— Ну, вот, мы и встретились вновь, Никита, — произнес Ярополк.
— Да, князь. Только встреча наша сегодня будет посвящена не философии. Речь пойдет о будущем Киева и всех земель, которые он объединяет. И о твоем будущем, князь. О будущем твоего брата, Олега и о Сфенальде с болярами. О твоем брате Владимире и его судьбе, которая смертельно пересекается с твоей, Ярополк, князь киевский.
На мои слова этот молодой человек, обличенный великой властью, отреагировал спокойно, с кривой усмешкой.
— Может быть, я и услышу от тебя, что-то новое, но, если ты собираешься рассказать мне, что все, названные тобой люди, желают погубить меня и захватить власть в Киеве, то можешь не раскрывать свои уста. Я многое знаю, о многом догадываюсь, даже не догадываюсь, просто мне о моих врагах, докладывают другие мои враги, а те, в свою очередь, доносят мне о первых. Я, наверно, показался тебе наивным отроком, которым помыкают все, кому не лень? Однако это только личина, за которой хорошо прятаться и скрывать свои знания. Это ещё и хорошая возможность неожиданно нанести встречный удар по врагу, застав его врасплох.

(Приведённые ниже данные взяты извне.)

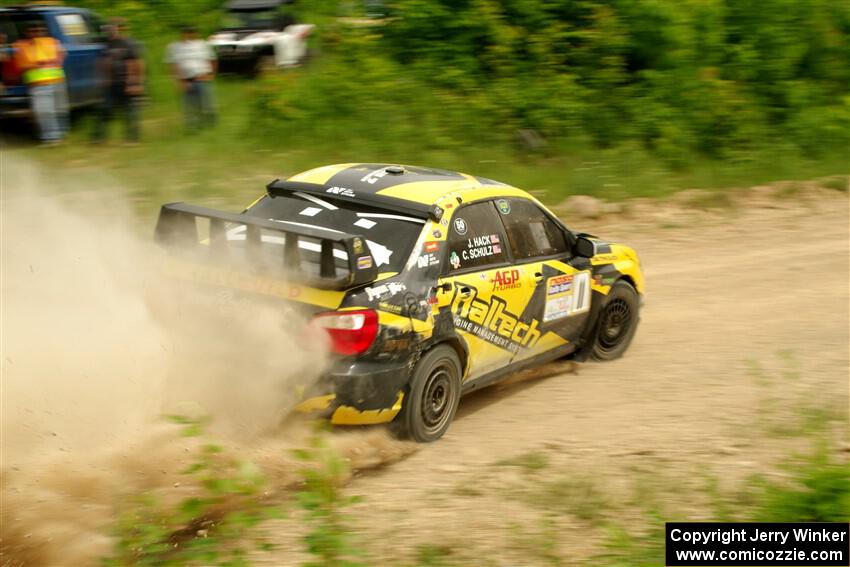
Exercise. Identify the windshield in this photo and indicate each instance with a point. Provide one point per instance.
(390, 236)
(268, 19)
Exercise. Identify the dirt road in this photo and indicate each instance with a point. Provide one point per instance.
(740, 359)
(745, 326)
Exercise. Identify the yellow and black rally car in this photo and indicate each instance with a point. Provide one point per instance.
(429, 283)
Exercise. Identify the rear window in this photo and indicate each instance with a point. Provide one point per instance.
(390, 236)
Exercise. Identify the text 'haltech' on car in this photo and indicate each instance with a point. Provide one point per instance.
(429, 283)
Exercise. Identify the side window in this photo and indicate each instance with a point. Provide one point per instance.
(530, 231)
(476, 238)
(75, 28)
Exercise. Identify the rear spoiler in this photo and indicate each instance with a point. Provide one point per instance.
(177, 227)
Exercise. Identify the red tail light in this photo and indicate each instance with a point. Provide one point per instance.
(351, 332)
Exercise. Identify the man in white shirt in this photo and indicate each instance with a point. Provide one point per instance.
(193, 64)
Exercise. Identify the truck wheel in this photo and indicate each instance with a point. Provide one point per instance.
(434, 395)
(617, 322)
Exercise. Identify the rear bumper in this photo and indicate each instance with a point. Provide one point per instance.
(358, 392)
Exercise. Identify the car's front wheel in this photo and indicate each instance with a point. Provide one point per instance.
(431, 403)
(617, 322)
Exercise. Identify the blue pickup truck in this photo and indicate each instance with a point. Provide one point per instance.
(78, 30)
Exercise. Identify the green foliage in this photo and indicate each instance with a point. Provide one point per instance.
(321, 498)
(215, 526)
(819, 491)
(713, 78)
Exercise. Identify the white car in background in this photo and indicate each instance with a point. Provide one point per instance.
(258, 35)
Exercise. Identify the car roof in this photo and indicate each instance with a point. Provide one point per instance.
(250, 5)
(408, 183)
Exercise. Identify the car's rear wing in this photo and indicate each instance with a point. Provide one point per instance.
(261, 245)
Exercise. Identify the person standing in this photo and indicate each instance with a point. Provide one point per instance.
(193, 64)
(121, 72)
(39, 57)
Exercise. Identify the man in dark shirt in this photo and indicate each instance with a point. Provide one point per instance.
(121, 74)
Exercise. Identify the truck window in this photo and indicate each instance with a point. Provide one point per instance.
(75, 28)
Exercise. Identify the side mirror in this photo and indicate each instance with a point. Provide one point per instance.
(584, 247)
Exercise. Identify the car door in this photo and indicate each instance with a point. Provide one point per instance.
(485, 294)
(560, 293)
(82, 50)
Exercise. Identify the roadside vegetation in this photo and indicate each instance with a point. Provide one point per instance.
(606, 98)
(226, 520)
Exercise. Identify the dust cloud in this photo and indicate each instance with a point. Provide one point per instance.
(96, 346)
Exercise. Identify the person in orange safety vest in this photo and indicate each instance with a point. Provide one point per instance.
(39, 58)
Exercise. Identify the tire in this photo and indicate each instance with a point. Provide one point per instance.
(616, 323)
(434, 394)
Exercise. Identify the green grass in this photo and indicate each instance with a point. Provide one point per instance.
(228, 165)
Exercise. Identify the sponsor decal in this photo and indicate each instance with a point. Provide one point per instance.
(344, 191)
(385, 291)
(396, 344)
(506, 279)
(372, 177)
(390, 308)
(491, 321)
(599, 280)
(567, 295)
(460, 226)
(604, 258)
(426, 260)
(481, 247)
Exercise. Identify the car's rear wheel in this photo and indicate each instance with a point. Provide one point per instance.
(617, 322)
(431, 403)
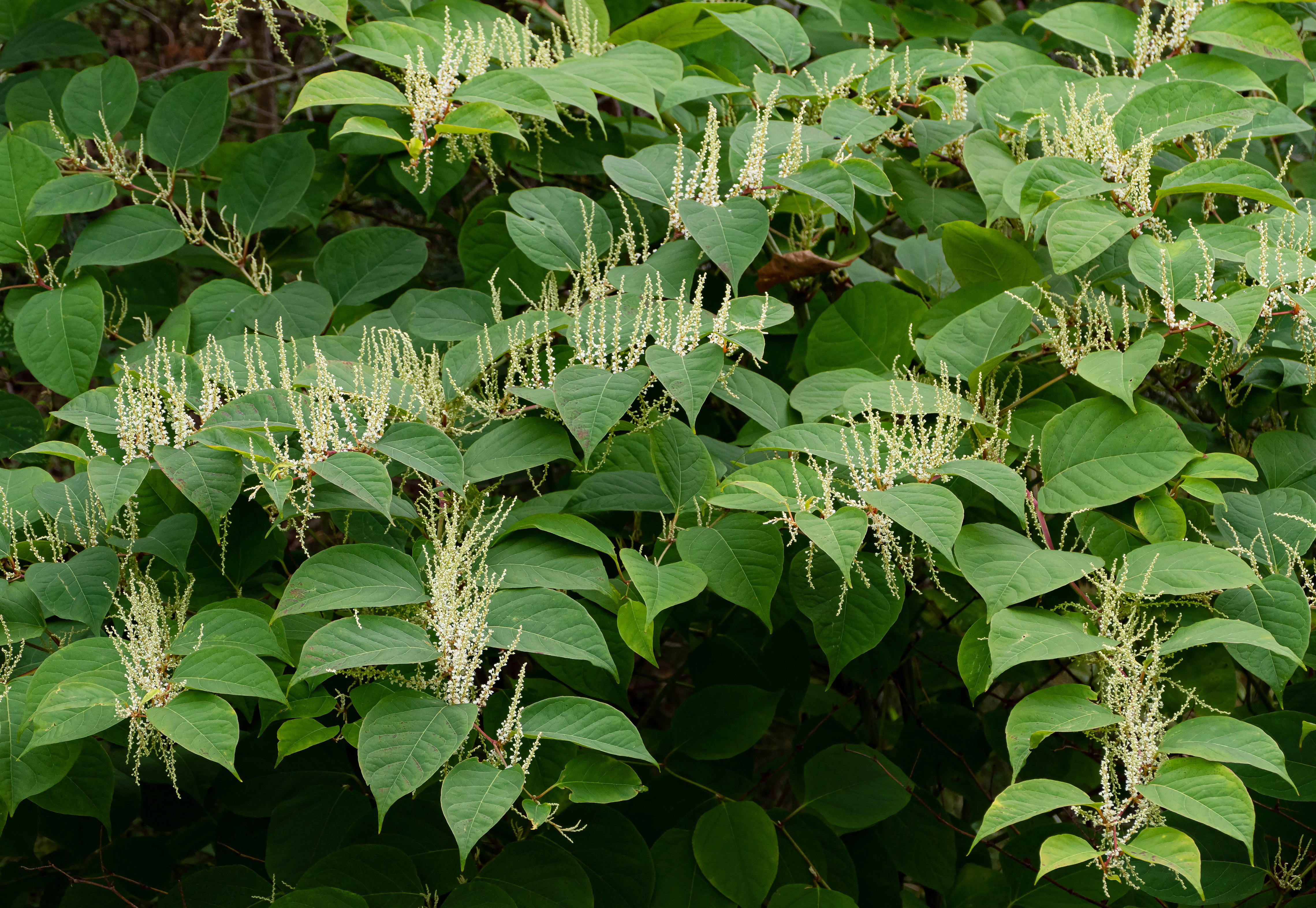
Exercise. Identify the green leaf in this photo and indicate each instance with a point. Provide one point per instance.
(1028, 799)
(208, 478)
(86, 790)
(126, 236)
(594, 778)
(683, 465)
(774, 33)
(361, 576)
(1175, 110)
(347, 87)
(866, 328)
(361, 265)
(1228, 741)
(1122, 373)
(591, 401)
(741, 557)
(589, 723)
(406, 739)
(1278, 606)
(537, 560)
(298, 735)
(826, 181)
(73, 195)
(984, 256)
(1064, 851)
(1082, 229)
(1207, 793)
(556, 228)
(723, 720)
(81, 589)
(202, 723)
(366, 640)
(1102, 27)
(997, 479)
(228, 627)
(24, 169)
(58, 335)
(847, 623)
(853, 786)
(266, 181)
(511, 91)
(189, 120)
(228, 670)
(1276, 526)
(1030, 635)
(551, 623)
(480, 118)
(1160, 518)
(1249, 28)
(1181, 569)
(361, 476)
(1058, 709)
(662, 587)
(115, 483)
(1007, 568)
(1223, 631)
(569, 527)
(732, 235)
(99, 100)
(1227, 177)
(1169, 848)
(514, 446)
(36, 772)
(1098, 453)
(931, 512)
(736, 847)
(476, 797)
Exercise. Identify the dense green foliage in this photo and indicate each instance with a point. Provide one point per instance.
(622, 456)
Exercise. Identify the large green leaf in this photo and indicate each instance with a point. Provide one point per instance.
(361, 576)
(1122, 373)
(476, 797)
(741, 558)
(591, 401)
(230, 670)
(1249, 28)
(1027, 799)
(126, 236)
(732, 233)
(551, 623)
(589, 723)
(406, 739)
(1007, 568)
(202, 723)
(1057, 709)
(1207, 793)
(1098, 453)
(427, 451)
(931, 512)
(81, 589)
(1180, 569)
(1278, 606)
(187, 122)
(58, 335)
(847, 623)
(853, 786)
(1028, 635)
(1228, 741)
(736, 848)
(662, 587)
(366, 640)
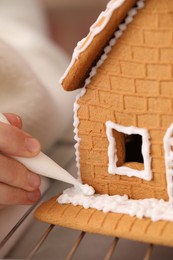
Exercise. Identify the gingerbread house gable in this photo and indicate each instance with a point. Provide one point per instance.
(124, 113)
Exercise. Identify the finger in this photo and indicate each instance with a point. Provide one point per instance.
(15, 142)
(15, 174)
(14, 119)
(14, 196)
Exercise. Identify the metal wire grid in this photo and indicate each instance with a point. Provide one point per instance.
(75, 246)
(40, 242)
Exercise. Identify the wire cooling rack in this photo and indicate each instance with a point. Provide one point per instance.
(45, 241)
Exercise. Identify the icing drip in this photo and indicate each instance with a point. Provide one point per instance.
(108, 48)
(150, 208)
(86, 189)
(99, 25)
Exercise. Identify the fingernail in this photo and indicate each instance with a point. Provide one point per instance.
(32, 144)
(33, 180)
(34, 195)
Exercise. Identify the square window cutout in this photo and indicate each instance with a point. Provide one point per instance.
(128, 151)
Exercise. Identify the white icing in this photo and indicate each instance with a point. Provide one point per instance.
(168, 145)
(43, 165)
(87, 190)
(145, 174)
(149, 208)
(94, 30)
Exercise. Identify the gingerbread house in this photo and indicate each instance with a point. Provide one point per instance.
(123, 122)
(125, 114)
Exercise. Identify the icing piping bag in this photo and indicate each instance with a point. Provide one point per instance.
(45, 166)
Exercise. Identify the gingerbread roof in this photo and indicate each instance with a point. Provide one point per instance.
(89, 50)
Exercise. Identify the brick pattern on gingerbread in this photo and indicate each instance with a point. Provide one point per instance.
(132, 87)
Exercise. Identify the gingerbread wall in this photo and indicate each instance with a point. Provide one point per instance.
(134, 87)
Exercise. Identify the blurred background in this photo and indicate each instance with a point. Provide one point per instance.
(69, 21)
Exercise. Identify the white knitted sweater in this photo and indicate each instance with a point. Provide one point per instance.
(30, 68)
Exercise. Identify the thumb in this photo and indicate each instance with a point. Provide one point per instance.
(15, 142)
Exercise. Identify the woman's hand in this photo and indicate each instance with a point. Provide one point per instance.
(18, 185)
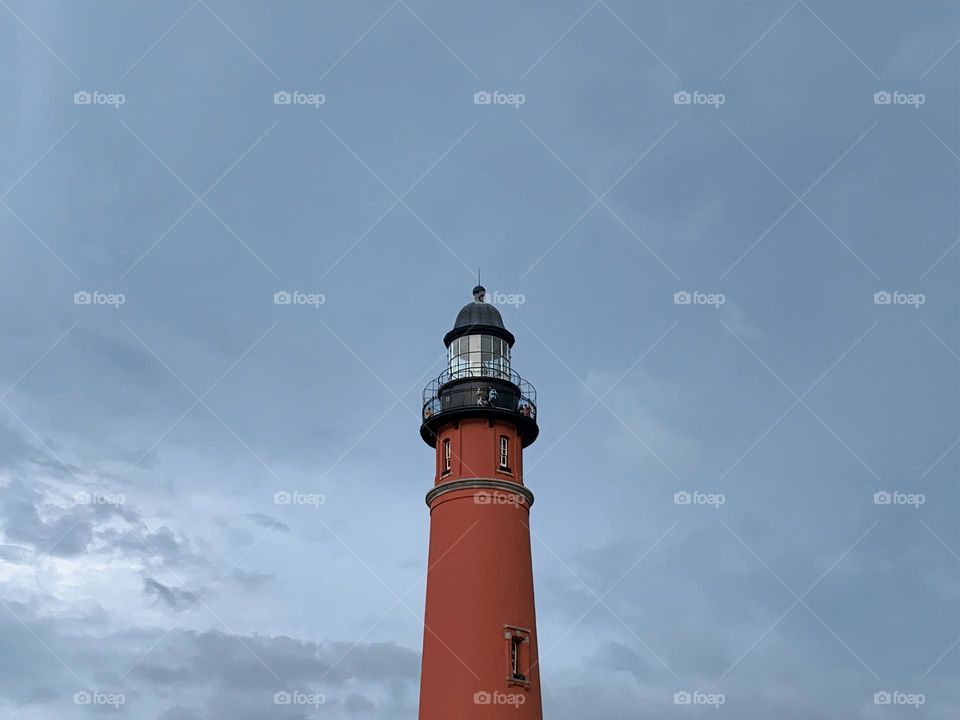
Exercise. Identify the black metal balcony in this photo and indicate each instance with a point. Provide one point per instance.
(479, 391)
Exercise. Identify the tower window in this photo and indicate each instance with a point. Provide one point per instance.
(517, 655)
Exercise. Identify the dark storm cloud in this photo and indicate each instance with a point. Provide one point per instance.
(222, 675)
(171, 597)
(266, 521)
(299, 411)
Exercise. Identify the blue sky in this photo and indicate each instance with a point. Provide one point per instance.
(145, 433)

— Я рад, князь, что ты оказался таким предусмотрительным, но, думаю, что и ты не знаешь, как будут развиваться события. Не знаешь ты и того, что произошло во Вручии с Лютом. Не знаешь и того, зачем ездил сын Сфенальда к Олегу. Кстати, многие, в том числе и Олег, не являются твоими врагами. Да, они недовольны тем, как ты правишь, точнее, твоим окружением, но их ни разу ещё не посещали мысли о том, чтобы сместить тебя с киевского престола. И в самом Киеве многие, даже боляре, не помышляют о заговоре против тебя.
— Ты хочешь сказать, что причина всех злоключений, в Сфенальде и его соратниках?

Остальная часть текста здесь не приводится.